Object detection, 3D detection, and pose estimation using center point detection:

MIT License

7.27k stars 1.92k forks source link

About msra resnet and its weight initialization method for transposed conv layer #892

Open developer0hye opened 3 years ago

developer0hye commented 3 years ago

https://github.com/xingyizhou/CenterNet/blob/2b7692c377c6686fb35e473dac2de6105eed62c6/src/lib/models/networks/msra_resnet.py#L184-L209

What does msra mean?

Why don't you call fill_up_weights function for this layer in msra resnetwork?

fill_up_weights is important to reproduce the results in the paper?

https://github.com/xingyizhou/CenterNet/blob/2b7692c377c6686fb35e473dac2de6105eed62c6/src/lib/models/networks/resnet_dcn.py#L110-L119

developer0hye commented 3 years ago

Does msra mean Microsoft Research Asia Lab?

gau-nernst commented 3 years ago

Does msra mean Microsoft Research Asia Lab?

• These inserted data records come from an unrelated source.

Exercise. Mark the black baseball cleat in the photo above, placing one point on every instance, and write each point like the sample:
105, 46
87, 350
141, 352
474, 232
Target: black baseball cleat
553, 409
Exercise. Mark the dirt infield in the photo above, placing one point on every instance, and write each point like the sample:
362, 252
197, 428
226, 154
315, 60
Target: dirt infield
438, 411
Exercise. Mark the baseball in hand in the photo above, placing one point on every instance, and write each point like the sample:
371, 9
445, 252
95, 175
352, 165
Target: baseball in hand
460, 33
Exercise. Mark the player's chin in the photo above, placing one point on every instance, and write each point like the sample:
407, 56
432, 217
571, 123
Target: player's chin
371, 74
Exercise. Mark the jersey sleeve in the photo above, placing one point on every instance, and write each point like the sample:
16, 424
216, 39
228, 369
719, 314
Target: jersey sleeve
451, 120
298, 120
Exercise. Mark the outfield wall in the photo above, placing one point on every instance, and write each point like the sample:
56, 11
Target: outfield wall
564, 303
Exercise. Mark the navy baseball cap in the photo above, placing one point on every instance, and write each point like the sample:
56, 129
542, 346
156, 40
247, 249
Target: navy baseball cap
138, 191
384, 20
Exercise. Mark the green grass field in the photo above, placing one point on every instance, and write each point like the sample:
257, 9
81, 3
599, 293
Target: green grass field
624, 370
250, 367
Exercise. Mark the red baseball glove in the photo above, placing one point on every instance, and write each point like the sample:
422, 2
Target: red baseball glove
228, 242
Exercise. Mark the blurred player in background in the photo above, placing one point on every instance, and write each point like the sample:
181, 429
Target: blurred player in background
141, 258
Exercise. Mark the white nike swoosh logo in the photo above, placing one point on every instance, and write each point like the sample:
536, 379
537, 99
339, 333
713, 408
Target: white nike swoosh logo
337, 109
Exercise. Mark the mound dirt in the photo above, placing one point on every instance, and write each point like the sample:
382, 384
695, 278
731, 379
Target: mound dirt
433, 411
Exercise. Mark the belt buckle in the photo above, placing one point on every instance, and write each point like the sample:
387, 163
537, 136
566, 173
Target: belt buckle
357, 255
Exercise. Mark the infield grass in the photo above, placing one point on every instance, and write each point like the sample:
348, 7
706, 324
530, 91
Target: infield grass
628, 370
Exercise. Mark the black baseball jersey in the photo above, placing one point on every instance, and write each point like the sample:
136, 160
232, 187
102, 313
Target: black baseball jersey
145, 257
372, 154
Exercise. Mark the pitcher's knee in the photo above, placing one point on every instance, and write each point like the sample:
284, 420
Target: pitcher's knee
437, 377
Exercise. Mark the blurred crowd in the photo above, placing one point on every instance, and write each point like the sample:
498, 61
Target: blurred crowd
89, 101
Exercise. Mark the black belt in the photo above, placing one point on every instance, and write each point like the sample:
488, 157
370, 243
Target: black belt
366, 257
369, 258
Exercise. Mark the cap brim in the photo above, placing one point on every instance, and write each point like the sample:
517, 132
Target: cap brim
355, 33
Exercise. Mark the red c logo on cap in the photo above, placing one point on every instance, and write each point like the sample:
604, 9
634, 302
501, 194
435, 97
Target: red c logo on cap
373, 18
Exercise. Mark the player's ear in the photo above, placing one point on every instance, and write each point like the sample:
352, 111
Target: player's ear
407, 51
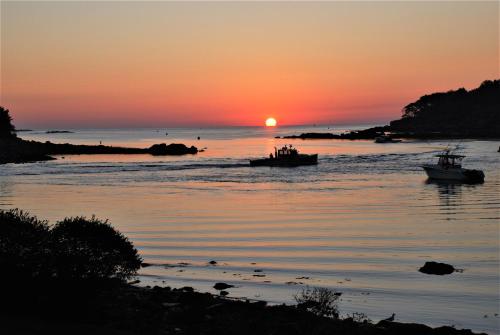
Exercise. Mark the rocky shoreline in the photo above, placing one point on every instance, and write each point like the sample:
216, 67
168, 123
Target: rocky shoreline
16, 150
126, 309
372, 133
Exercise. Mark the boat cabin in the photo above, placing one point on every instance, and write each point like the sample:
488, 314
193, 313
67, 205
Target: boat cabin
284, 152
448, 160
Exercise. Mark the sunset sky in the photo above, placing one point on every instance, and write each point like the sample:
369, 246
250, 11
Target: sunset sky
141, 64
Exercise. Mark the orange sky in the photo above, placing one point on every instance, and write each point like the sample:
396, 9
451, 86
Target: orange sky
134, 64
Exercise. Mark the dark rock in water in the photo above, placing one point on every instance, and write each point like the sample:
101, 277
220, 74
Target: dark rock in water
435, 268
222, 286
171, 149
58, 132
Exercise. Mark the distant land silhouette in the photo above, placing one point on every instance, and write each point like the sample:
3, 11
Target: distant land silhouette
16, 150
452, 114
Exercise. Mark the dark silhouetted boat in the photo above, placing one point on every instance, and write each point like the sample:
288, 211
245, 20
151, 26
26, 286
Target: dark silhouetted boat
449, 167
287, 156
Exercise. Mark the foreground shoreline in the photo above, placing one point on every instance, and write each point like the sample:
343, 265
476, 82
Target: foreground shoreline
127, 309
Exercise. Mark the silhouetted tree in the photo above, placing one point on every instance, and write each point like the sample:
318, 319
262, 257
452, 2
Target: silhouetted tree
92, 249
475, 112
7, 129
321, 301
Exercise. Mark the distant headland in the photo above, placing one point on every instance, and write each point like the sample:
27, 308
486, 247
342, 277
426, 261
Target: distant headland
16, 150
452, 114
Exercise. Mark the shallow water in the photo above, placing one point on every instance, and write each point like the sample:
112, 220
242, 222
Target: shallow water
362, 222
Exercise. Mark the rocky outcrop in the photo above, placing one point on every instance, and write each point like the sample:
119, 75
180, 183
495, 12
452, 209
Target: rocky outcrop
435, 268
171, 149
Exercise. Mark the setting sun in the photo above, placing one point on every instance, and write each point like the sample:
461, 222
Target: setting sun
271, 122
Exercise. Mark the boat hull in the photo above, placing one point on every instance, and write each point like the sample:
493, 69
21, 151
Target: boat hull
286, 162
454, 174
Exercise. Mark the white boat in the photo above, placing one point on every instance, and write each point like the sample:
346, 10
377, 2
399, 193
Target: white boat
449, 167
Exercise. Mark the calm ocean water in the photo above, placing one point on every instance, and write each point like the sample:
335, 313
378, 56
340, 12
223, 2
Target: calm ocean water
362, 222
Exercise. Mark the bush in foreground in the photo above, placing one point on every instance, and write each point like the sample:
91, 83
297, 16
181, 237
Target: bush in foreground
75, 249
319, 300
24, 246
92, 249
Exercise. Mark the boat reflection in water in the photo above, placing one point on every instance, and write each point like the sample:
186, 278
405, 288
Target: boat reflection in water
287, 156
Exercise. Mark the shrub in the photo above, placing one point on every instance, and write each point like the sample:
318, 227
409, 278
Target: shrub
319, 300
91, 249
360, 317
24, 252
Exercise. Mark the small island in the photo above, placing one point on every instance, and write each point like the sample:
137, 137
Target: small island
16, 150
448, 115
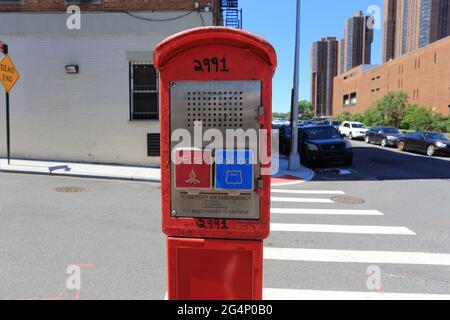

Yes I think so. The original code is here https://github.com/microsoft/human-pose-estimation.pytorch/blob/master/lib/models/pose_resnet.py

It's from this paper: https://arxiv.org/abs/1804.06208

As I'm also digging into the code, I'm also stuck at the fill_up_weights(). There seems like no apparent reason to initialize the weights like that? Let me know if you have found the answer.

Cheers!

gau-nernst commented 3 years ago

I just found an extract from the CenterNet paper

ResNet Xiao et al. [55] augment a standard residual network [22] with three up-convolutional networks to allow for a higher-resolution output (output stride 4). We first change the channels of the three upsampling layers to 256, 128, 64, respectively, to save computation. We then add one 3 × 3 deformable convolutional layer before each up-convolution with channel 256, 128, 64, respectively. The up-convolutional kernels are initialized as bilinear interpolation. See supplement for a detailed architecture diagram.

Seems like the fill_up_weights() initializes it to be a bilinear interpolation layer.

developer0hye commented 3 years ago

@gau-nernst

Thanks for your reply!

It seems that the developers of this model may follow dla's weight initialization method.

I guess that the up-convolutional layer can be replaced by bilinear upsampling layer and it will harm the performance little bit.

I also implemented centernet using pytorch.

https://github.com/developer0hye/Simple-CenterNet

gau-nernst commented 3 years ago

Thanks for the reference.

Your implementation of CenterNet looks great! Much easier to read.